The final piece of the jigsaw is in averaging the values correctly when
the climate station changes and there are gaps for both stations in
succession, as demonstrated in the simplified example below:
Station 1: A = 10
Station 1: B = 15
Station 1: C = 20
Station 1: D = GAP (=25)
Station 1: E = 30
Station 1: F = GAP (=35)
Station 1: G = GAP (=40)
Station 2: A = GAP (=4)
Station 2: B = GAP (=5)
Station 2: C = 6
Station 2: D = 7
Station 2: E = GAP (=8)
Station 2: F = 9
Station 2: G = 10
In the case of Station 1: F-G and Station 2: A-B, an average is not
required of the values above and below the gap present (ie. not taking
the average of 30 and 6 and filling each of the gaps with 13), but is
required only for the data in that particular station. So would there
be a way of informing the to be wary of such changes in station
reference? (Station reference number is in column A in my dataset)

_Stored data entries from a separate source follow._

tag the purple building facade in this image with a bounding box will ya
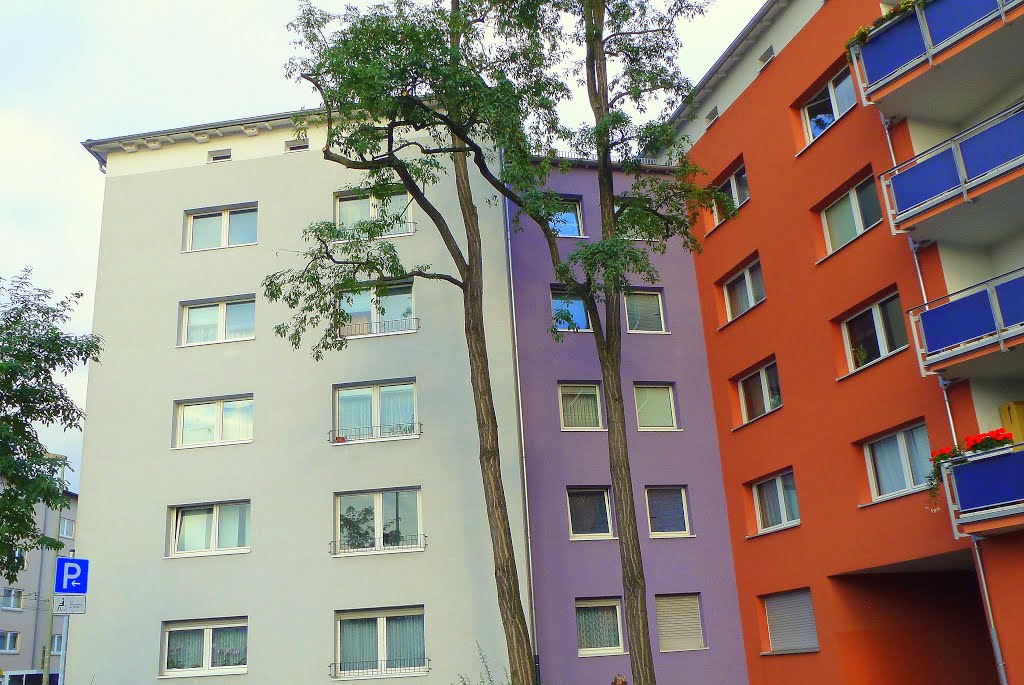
[506,164,749,685]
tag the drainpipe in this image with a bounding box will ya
[31,507,49,669]
[972,535,1010,685]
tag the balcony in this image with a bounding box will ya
[945,443,1024,535]
[330,658,429,680]
[339,317,419,338]
[850,0,1024,122]
[328,423,422,444]
[879,101,1024,243]
[908,267,1024,376]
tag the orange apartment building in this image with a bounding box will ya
[673,0,1024,683]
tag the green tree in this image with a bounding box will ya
[0,269,101,583]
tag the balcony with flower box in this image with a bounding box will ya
[938,431,1024,536]
[849,0,1024,122]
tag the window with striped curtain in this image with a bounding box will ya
[655,594,706,652]
[764,589,819,653]
[625,291,666,332]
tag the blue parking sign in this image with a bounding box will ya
[54,558,89,595]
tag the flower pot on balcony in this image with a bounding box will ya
[334,436,347,444]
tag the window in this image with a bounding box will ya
[705,107,719,127]
[724,260,765,320]
[176,397,253,447]
[335,383,417,442]
[186,207,256,251]
[713,166,750,225]
[646,487,691,537]
[181,299,256,345]
[758,45,775,69]
[866,424,932,498]
[558,384,602,429]
[822,178,883,253]
[753,471,800,532]
[764,589,819,654]
[0,631,18,653]
[843,294,908,370]
[171,502,251,556]
[576,599,624,656]
[802,67,856,141]
[625,291,666,332]
[163,619,248,675]
[739,362,782,422]
[335,607,426,677]
[336,191,412,238]
[655,594,705,652]
[634,385,677,430]
[552,292,590,331]
[59,517,75,539]
[342,285,416,337]
[207,149,232,163]
[1,588,23,610]
[567,488,612,539]
[51,633,63,655]
[335,489,422,553]
[552,200,584,237]
[286,139,309,152]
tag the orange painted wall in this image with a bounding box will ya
[978,532,1024,684]
[683,0,991,682]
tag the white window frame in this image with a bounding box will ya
[841,294,907,372]
[634,385,678,431]
[553,199,585,238]
[161,618,248,677]
[801,67,855,143]
[625,291,667,333]
[723,260,765,321]
[334,607,427,678]
[59,517,75,539]
[334,488,424,555]
[821,177,883,253]
[0,631,19,653]
[566,488,614,540]
[864,424,930,501]
[712,166,749,226]
[180,299,256,346]
[169,501,251,558]
[1,588,24,611]
[557,383,604,431]
[738,362,781,423]
[551,292,591,332]
[175,396,254,448]
[333,382,419,443]
[335,192,415,239]
[753,470,800,533]
[185,207,257,252]
[51,633,63,655]
[645,486,692,538]
[342,285,417,339]
[575,598,625,657]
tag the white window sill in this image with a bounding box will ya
[718,298,766,331]
[732,405,783,432]
[181,242,258,254]
[165,548,251,560]
[650,532,694,539]
[159,668,247,678]
[345,329,418,341]
[555,329,594,334]
[745,520,801,539]
[332,670,429,681]
[569,535,618,542]
[1,607,24,612]
[815,219,882,265]
[333,546,425,558]
[660,646,709,653]
[172,440,253,451]
[578,649,627,658]
[556,234,589,239]
[177,337,256,349]
[0,650,18,655]
[836,345,909,381]
[858,484,929,508]
[331,434,421,446]
[795,107,855,158]
[760,648,819,656]
[331,231,416,245]
[637,426,683,432]
[627,329,670,335]
[560,427,608,432]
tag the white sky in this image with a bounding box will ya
[0,0,765,491]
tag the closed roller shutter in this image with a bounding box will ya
[655,594,705,652]
[764,589,819,652]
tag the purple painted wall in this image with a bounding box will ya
[507,166,748,685]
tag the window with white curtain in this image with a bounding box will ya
[822,177,883,253]
[335,488,422,553]
[753,471,800,533]
[764,589,819,653]
[335,607,426,677]
[181,299,256,345]
[567,488,612,539]
[1,588,23,610]
[335,382,417,442]
[646,487,691,537]
[341,285,416,337]
[163,619,248,675]
[559,384,602,429]
[186,207,257,251]
[575,598,624,656]
[171,502,251,556]
[625,291,666,332]
[655,594,705,652]
[176,396,253,447]
[0,631,18,653]
[724,259,765,321]
[634,385,677,430]
[865,424,932,499]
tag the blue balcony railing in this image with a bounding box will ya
[946,444,1024,522]
[908,267,1024,369]
[879,101,1024,224]
[851,0,1021,94]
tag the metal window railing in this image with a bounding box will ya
[339,317,419,338]
[878,100,1024,226]
[334,221,417,242]
[329,658,430,679]
[328,423,422,444]
[906,265,1024,373]
[329,534,427,555]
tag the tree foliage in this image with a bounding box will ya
[0,269,101,583]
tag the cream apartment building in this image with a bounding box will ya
[67,113,530,684]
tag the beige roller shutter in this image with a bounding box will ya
[655,594,705,652]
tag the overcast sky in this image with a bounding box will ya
[0,0,765,491]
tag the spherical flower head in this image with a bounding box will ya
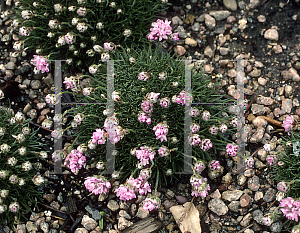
[0,190,9,199]
[9,202,20,213]
[209,125,219,135]
[77,22,88,32]
[160,97,170,108]
[138,111,151,124]
[158,146,170,157]
[48,19,60,29]
[231,118,238,127]
[96,161,105,170]
[47,32,55,38]
[115,184,136,201]
[54,3,63,13]
[266,154,278,166]
[68,6,76,11]
[145,92,161,103]
[188,134,201,146]
[91,128,107,144]
[19,26,31,36]
[244,156,254,168]
[89,64,100,74]
[209,160,221,171]
[21,10,33,19]
[136,146,155,166]
[9,174,19,184]
[101,52,110,62]
[13,41,24,51]
[77,7,87,16]
[138,72,151,81]
[200,139,213,151]
[18,178,25,186]
[52,150,63,163]
[277,181,290,193]
[65,32,76,44]
[7,157,17,166]
[0,143,11,153]
[84,176,111,195]
[219,123,228,134]
[141,100,153,114]
[171,137,178,144]
[283,115,295,133]
[264,143,272,152]
[32,174,45,186]
[31,55,50,74]
[15,111,25,123]
[202,110,210,121]
[139,168,152,180]
[276,191,286,202]
[45,94,55,105]
[96,22,104,30]
[279,197,300,222]
[112,91,122,102]
[123,29,132,37]
[0,127,5,136]
[263,213,274,226]
[8,117,16,125]
[143,196,161,211]
[166,169,173,176]
[51,129,62,139]
[0,170,9,179]
[21,161,32,171]
[190,174,210,198]
[38,151,48,159]
[74,113,85,124]
[13,133,25,143]
[190,107,200,117]
[77,0,86,4]
[87,49,95,57]
[64,149,86,173]
[148,19,173,41]
[129,57,136,64]
[226,143,238,157]
[191,123,200,133]
[153,122,168,142]
[194,160,206,173]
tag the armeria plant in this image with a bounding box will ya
[11,0,170,69]
[0,104,47,226]
[44,42,238,211]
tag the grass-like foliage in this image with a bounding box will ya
[61,45,236,187]
[0,105,46,225]
[12,0,169,68]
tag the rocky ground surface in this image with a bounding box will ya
[1,0,300,232]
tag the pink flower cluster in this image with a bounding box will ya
[173,90,192,106]
[283,115,294,134]
[190,174,210,198]
[91,129,107,144]
[115,169,152,201]
[138,111,151,124]
[138,72,151,81]
[141,100,153,114]
[200,139,213,151]
[135,146,155,166]
[84,176,111,195]
[226,143,238,157]
[143,196,161,211]
[138,92,160,124]
[153,122,168,142]
[208,160,221,170]
[277,181,289,193]
[158,146,170,157]
[188,134,201,146]
[244,156,254,168]
[148,19,179,42]
[279,197,300,222]
[194,160,206,173]
[266,154,278,166]
[191,123,200,133]
[64,149,86,173]
[31,55,49,74]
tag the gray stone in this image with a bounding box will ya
[237,174,247,186]
[252,116,267,128]
[191,22,200,31]
[43,73,54,87]
[281,98,293,114]
[249,69,261,78]
[118,217,133,230]
[40,222,49,233]
[221,190,243,201]
[74,229,88,233]
[175,26,187,39]
[185,38,197,47]
[270,222,282,233]
[248,176,260,191]
[119,210,131,220]
[26,221,38,232]
[204,46,215,58]
[255,160,266,170]
[220,47,229,55]
[208,199,228,216]
[252,209,264,225]
[5,61,16,70]
[256,96,274,106]
[85,205,102,221]
[254,191,264,202]
[223,0,237,11]
[249,0,260,9]
[240,213,252,227]
[1,34,11,42]
[250,127,265,143]
[209,11,231,21]
[31,80,41,89]
[136,206,149,219]
[107,200,120,212]
[228,201,239,213]
[204,14,216,30]
[16,224,26,233]
[263,188,276,202]
[240,194,252,208]
[196,14,205,22]
[172,16,183,25]
[289,68,300,82]
[81,215,97,231]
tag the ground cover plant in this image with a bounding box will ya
[46,44,239,211]
[0,102,47,226]
[11,0,170,69]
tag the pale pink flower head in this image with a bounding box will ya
[279,197,300,222]
[209,125,218,135]
[91,128,107,144]
[219,123,228,134]
[190,123,200,133]
[158,146,170,157]
[138,111,151,124]
[143,196,161,211]
[148,19,173,41]
[145,92,160,103]
[244,156,254,168]
[208,160,221,171]
[64,149,86,173]
[283,115,295,134]
[226,143,238,157]
[31,55,50,74]
[63,76,78,90]
[160,97,170,108]
[200,139,213,151]
[135,146,155,166]
[194,160,206,173]
[139,168,152,180]
[138,72,151,81]
[84,176,111,195]
[141,100,153,114]
[188,134,201,146]
[190,174,210,198]
[9,202,20,213]
[263,213,274,226]
[277,181,290,193]
[190,107,200,117]
[202,110,210,121]
[115,184,136,201]
[171,33,179,41]
[153,122,168,142]
[266,154,278,166]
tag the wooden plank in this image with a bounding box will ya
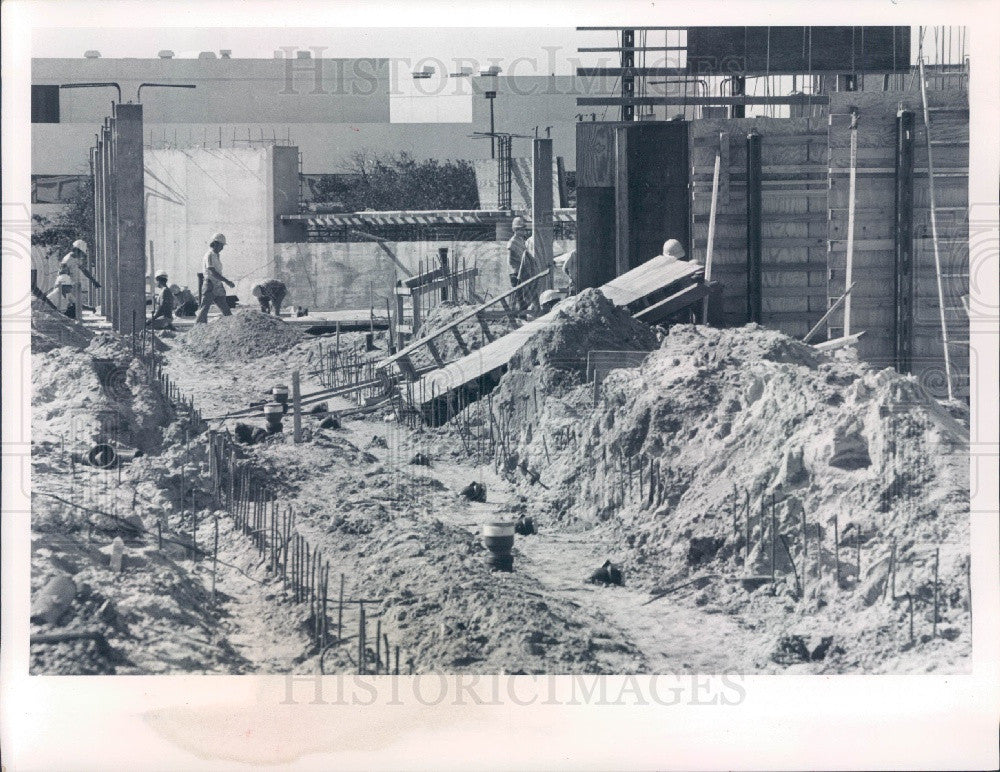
[449,326,471,356]
[475,311,495,343]
[634,282,710,323]
[425,339,445,367]
[377,268,549,371]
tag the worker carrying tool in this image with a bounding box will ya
[148,270,176,330]
[60,239,100,316]
[195,232,235,323]
[507,217,539,315]
[46,273,76,317]
[252,279,288,316]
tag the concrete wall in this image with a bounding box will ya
[32,63,616,176]
[144,147,281,301]
[276,239,573,312]
[32,58,391,124]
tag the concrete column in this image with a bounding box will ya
[531,138,554,290]
[91,145,103,314]
[112,103,146,335]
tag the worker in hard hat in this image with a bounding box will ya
[195,232,235,323]
[252,279,288,317]
[538,289,564,315]
[46,273,76,317]
[60,239,100,317]
[661,239,687,261]
[508,217,539,315]
[148,270,176,330]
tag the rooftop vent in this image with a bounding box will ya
[84,50,101,59]
[450,67,473,77]
[198,51,217,59]
[296,50,312,59]
[220,49,231,58]
[158,50,174,59]
[479,65,501,77]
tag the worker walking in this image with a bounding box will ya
[507,217,538,315]
[252,279,288,316]
[148,270,176,330]
[195,233,235,324]
[60,239,100,317]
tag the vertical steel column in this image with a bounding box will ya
[745,130,763,323]
[894,110,915,373]
[532,137,555,290]
[731,76,746,119]
[621,29,635,122]
[112,103,147,335]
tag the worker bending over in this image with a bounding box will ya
[148,271,176,330]
[195,232,236,324]
[46,273,76,317]
[252,279,288,316]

Is there a way of designing (a macro in Visual Basic?) to automate
these procedures in Excel 2002? - as doing it manually would be
unfeasible due to the nature of the dataset size. Incidently, data
which requires interpolation is in columns F to M (inclusive), and is
represented as a blank cell. Interpolation is required vertically down
the columns, and not between rows.
Thanks very much for looking at this - I would be very grateful if
someone manages to manufacture a solution.
Thanks once more,
Steve Murray